Gab es Musiker, die das Orchester zwischendurch verlassen wollten?

Ja, die gab es. Man muss sich ja mal vor Augen führen, dass hier Leute spielen, die teilweise in den besten Orchestern der Welt waren.

Welche Spuren haben die langen Monate der zähen Verhandlungen an Ihnen hinterlassen?

Es war eine der schmerzhaftesten Erfahrungen in meinem Leben. Jeden Tag war ich mit Menschen zusammen, denen es wirklich schlecht ging. Musiker, die fünf Kinder daheim haben und ein Haus abbezahlen müssen, aber vier Monate keinen Cent Gehalt sehen. Auf der anderen Seite war es aber auch sehr positiv zu sehen, wie sich die Ensemblemitglieder immer wieder gegenseitig Mut gemacht und Durchhaltevermögen bewiesen haben. Das ist für mich überhaupt das Größte am Menschen: seine Fähigkeit, mit Extremsituationen klarzukommen. Diejenigen, denen es am schlechtesten geht, haben die meiste Kraft.

Welche Pläne haben Sie jetzt mit dem Orchester?
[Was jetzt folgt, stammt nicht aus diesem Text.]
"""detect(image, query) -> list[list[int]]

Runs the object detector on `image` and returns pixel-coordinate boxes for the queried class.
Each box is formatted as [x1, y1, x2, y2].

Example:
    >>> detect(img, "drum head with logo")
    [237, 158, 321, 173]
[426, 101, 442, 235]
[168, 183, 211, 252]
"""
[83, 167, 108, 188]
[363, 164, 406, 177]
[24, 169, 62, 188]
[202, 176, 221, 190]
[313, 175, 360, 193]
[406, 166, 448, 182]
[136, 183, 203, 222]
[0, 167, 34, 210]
Das Wichtigste ist für mich, dass die Balearen-Sinfoniker einen eigenen Klang entwickeln, der sie unverwechselbar macht. Wir sind ja schließlich kein Museum. Ich stelle mir einen reinen und vollen Klang vor. Konkret will ich die Musik noch näher an das Publikum bringen. Ich würde gerne Leinwände im Auditorium anbringen, damit auch die Zuschauer in den hinteren Reihen die Gesichter der Musiker in Großaufnahme sehen können. Denn nur dann sind sie wirklich voll und ganz dabei. Außerdem werden wir die Aktivitäten auf der Insel ausdehnen. Zum Beispiel spielen wir am 20. November in Alcúdia. Ich möchte, dass auch Orte außerhalb von Palma in den Genuss der Sinfoniker kommen. Und was mir besonders am Herzen liegt, ist der Export der Musik von der Insel.

Was schwebt Ihnen da vor?

Ich habe ja im Januar schon zahlreiche Kontakte im Ausland geknüpft, um das Orchester auf Tournee zu schicken. Denn die Balearen-Sinfoniker können ein ganz wichtiger Werbeträger für Mallorca werden. Diese Kontakte sind durch die Unsicherheit, wie es weitergeht, wieder etwas eingeschlafen. Aber jetzt können wir anfangen, in diese Richtung etwas aufzubauen.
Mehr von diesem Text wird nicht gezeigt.